Anders nodded sorrowfully. "Not a trace of 'em, sir. Just some of their junk left in their storage lockers."

I raised my eyebrows. "Really? I'd be interested in seeing this junk, Anders."

"Oh, yes, sir. Right this way, sir. Watch out for these rungs, they're slippery."

I ascended the retractable metal rungs that jutted from a point between the tailfins to the open airlock, twenty feet over ground level, and followed Anders inside the ship.

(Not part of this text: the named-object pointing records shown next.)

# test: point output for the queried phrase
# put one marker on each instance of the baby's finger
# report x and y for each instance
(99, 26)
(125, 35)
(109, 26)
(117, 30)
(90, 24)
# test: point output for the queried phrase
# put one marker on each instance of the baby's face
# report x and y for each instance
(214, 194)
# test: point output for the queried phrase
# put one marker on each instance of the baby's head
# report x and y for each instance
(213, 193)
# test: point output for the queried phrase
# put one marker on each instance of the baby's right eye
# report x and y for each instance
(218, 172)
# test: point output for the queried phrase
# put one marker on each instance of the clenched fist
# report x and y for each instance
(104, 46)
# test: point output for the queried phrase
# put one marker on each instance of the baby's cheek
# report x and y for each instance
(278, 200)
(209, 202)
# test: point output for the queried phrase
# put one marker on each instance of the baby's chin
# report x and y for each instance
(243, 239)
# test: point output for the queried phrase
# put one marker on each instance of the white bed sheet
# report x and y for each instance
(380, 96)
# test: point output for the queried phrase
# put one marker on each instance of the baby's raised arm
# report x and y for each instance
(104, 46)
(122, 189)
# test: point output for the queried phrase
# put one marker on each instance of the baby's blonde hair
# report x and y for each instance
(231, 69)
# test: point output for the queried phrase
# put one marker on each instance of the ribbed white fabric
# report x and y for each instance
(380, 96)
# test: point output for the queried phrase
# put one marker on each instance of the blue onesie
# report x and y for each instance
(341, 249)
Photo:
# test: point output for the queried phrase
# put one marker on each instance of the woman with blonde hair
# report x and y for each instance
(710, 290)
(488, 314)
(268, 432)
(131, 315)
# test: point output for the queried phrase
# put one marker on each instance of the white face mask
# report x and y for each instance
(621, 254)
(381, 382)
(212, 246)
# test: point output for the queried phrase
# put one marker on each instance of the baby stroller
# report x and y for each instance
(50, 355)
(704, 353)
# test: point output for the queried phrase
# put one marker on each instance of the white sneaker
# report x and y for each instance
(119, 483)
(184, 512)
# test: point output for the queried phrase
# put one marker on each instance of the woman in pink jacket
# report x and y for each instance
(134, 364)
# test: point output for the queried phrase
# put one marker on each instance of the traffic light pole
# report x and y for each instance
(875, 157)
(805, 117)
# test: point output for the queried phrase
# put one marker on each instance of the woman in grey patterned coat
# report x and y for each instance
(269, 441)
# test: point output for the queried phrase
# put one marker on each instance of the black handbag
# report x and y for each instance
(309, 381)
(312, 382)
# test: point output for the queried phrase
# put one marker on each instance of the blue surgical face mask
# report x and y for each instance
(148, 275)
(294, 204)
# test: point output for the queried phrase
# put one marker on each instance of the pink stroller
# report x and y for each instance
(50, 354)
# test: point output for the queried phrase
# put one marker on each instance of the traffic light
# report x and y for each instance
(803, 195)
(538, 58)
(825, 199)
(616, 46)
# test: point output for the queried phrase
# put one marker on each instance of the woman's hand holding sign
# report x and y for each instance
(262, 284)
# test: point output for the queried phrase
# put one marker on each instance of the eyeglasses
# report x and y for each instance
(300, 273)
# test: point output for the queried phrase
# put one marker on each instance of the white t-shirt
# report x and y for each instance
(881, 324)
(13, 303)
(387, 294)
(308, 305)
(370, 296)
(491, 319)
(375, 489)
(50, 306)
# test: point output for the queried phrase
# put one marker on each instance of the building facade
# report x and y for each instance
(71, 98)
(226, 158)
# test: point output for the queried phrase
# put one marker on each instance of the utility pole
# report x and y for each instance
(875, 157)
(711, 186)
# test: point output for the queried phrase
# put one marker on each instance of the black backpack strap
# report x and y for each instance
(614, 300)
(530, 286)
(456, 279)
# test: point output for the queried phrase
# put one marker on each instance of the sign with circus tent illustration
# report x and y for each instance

I trailed Anders through the ship, from the pilot's compartment—a bewildering mass of dials, switches, signal lights and wire—through the galley into the troop section. It was a cramped cubicle housing a number of nylon-webbed foam rubber bunks. The bunks were empty, but I looked them over anyhow. I carefully tugged back the canvas covering that fitted envelope-fashion over a foam rubber pad, and ran my finger over the surface of the pad. It came away just slightly gritty.

"Uh-huh!" I said, smiling. Anders just stared at me.

I turned to the storage lockers. "Let's see this junk they were suddenly deprived of."

Anders, after a puzzled frown, obediently threw open the doors of the riveted tiers of metal boxes along the rear wall; the wall next to the firing chambers, which I had no particular desire to visit. I glanced inside at the articles therein, and noted with interest their similarity.

"Now, then," I resumed, "the thrust of this rocket to get from Mars to Earth is calculated with regard to the mass on board, is that correct?" He nodded. "Good, that clears up an important point. I'd also like to know if this rocket has a dehumidifying system to keep the cast-off moisture from the passengers out of the air?"

"Well, sure, sir!" said Anders. "Otherwise, we'd all be swimming in our own sweat after a ten-hour trip across space!"

"Have you checked the storage tanks?" I asked. "Or is the cast-off perspiration simply jetted into space?"

"No. It's saved, sir. It gets distilled and stored for washing and drinking. Otherwise, we'd all dehydrate, with no water to replace the water we lost."

"Check the tanks," I said.

Anders, shaking his head, moved into the pilot's section and looked at a dial there. "Full, sir. But that's because I didn't drink very much, and any sweating I did—which was a hell of a lot, in this case—was a source of new water for the tanks."

"Uh-huh." I paused and considered. "I suppose the tubing for these tanks is all over the ship? In all the hollow bulkhead space, to take up the moisture fast?"

Anders, hopelessly lost, could only nod wearily.

"Would it hold—" I did some quick mental arithmetic—"let's say, about twenty-four extra cubic feet?"

He stared, then frowned, and thought hard. "Yes, sir," he said, after a minute. "Even twice that, with no trouble, but—" He caught himself short. It didn't pay to be too curious about the aims of an Amnesty-bearer.

"It's all right, Anders. You've been a tremendous help. Just one thing. When you left Mars, you took off from the night side, didn't you?"

"Why, yes, I did, sir. But how did you—?"

"No matter, Anders. That'll be all."

"Yes, sir!" He saluted sharply and started off.

I started back for Interplanetary Security, and my second—and I hoped, last—interview with Chief Baxter. I had a slight inkling why the Brain had chosen me; because, in the affair of the missing Space Scouts, my infallible talent for spotting the True within the Apparent had come through nicely. I had found a very interesting clinker.